Ireland, alarm over public finances: multinationals’ tax revenue is funding current expenditure
The Irish Fiscal Advisory Council warns: spending is growing faster than the economy can sustain, whilst corporate tax revenue remains concentrated in a handful of US companies
Ireland risks squandering the wealth it has accumulated through taxes paid by large US multinationals. The alarm has been raised by the Irish Fiscal Advisory Council (IFAC), the independent body overseeing public finances, which argues that the government is increasing spending at an unsustainable rate, thereby increasing the budget’s dependence on highly concentrated and potentially volatile tax revenues.
In recent years, the country has benefited from an exceptional influx of revenue from corporation tax paid by a small group of tech and pharmaceutical giants that have established significant operations and intellectual property assets in Ireland. Thanks to this trend, Dublin has recorded substantial budget surpluses for four consecutive years. For 2026, the government forecasts a surplus of €9.2 billion.

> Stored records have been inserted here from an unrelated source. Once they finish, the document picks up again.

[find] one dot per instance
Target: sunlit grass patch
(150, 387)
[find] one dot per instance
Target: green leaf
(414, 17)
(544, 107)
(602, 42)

However, according to the new IFAC report, the growth in net public spending between 2025 and 2028 will be the highest in the European Union. This trend outpaces the growth in national income and increases the exposure of public finances to a source of revenue concentrated in the hands of a few large American companies.
IFAC President Seamus Coffey pointed out that, between now and the end of the decade, for every €6 collected in corporation tax, only €1 will be set aside, whilst the remaining €5 will fund the State’s current expenditure. This is a significantly lower savings rate compared to the 2022–2025 period, when around 34% of corporation tax revenue was set aside.
“Public finances are becoming increasingly reliant on these corporate taxes, which continue to grow and become concentrated in the hands of a few, yet an increasing proportion is spent immediately,” Coffey noted.